Patients with hormone receptor-positive or HER2-positive disease achieved longer survival due to primary tumor surgery, while patients with TNBC did not benefit from surgery (33,34). However, another population-based SEER study found a conflicting result indicating that surgery could lead to better survival for all subtypes (35). Although no approaches were used to adjust for baseline characteristics, the baseline differences in the latter study were rather large. To the best of our knowledge, our study is the first study to illustrate the survival outcomes of patients with any of the four molecular subtypes of de novo stage IV breast cancer with different metastatic burdens.

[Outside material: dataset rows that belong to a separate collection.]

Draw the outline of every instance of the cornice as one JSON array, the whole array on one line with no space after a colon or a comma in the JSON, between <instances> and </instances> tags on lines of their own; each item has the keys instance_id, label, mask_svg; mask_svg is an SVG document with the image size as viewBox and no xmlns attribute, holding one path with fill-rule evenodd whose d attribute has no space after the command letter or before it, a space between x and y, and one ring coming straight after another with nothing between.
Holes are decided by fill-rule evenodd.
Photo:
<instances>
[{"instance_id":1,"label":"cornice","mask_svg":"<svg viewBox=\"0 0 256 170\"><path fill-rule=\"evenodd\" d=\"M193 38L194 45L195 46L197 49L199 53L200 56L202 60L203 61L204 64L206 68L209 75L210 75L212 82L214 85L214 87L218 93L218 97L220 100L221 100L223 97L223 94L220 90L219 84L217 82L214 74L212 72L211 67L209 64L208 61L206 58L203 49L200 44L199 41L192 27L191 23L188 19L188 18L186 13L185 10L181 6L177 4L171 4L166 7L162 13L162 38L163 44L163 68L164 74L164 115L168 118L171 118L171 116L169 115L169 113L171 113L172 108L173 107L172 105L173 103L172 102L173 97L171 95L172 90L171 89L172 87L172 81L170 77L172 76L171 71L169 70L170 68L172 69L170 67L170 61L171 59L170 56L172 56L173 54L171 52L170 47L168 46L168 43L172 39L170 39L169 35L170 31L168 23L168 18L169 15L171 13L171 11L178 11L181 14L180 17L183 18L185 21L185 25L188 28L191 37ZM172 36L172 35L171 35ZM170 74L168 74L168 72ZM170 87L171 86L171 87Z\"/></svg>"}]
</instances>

Inevitably, our study had several limitations. First, this was a retrospective study, which may have introduced bias, but to control for bias as much as possible, we performed PSM and IPTW. Second, detailed information concerning chemotherapy, such as the types of chemotherapy regimens administered together with surgery, anti-HER2 therapy and endocrine therapy, was unknown, precluding control for these biases.
In conclusion, we found that resection of the primary tumor can significantly improve OS and BCSS in de novo stage IV breast cancer patients. Among patients with different metastatic burdens, those with more than two metastatic sites and TNBC may not be appropriate for surgery.
Funding: This study was funded by grants from the National Natural Science Foundation of China (81502278, 81572583, and 81372848), the Training Plan of Excellent Talents in the Shanghai Municipality Health System (2017YQ038), the “Chen Guang” project supported by the Shanghai Municipal Education Commission and Shanghai Education Development Foundation (17CG01), the Shanghai Pujiang Program (18PJD007), and the Training Plan of Excellent Talents of Fudan University Shanghai Cancer Center (YJYQ201602).
Conflicts of Interest: The authors have no conflicts of interest to declare.
Ethical Statement: This article was approved by an independent ethical committee review board at Fudan University Shanghai Cancer Center (Shanghai Cancer Center Ethical Committee).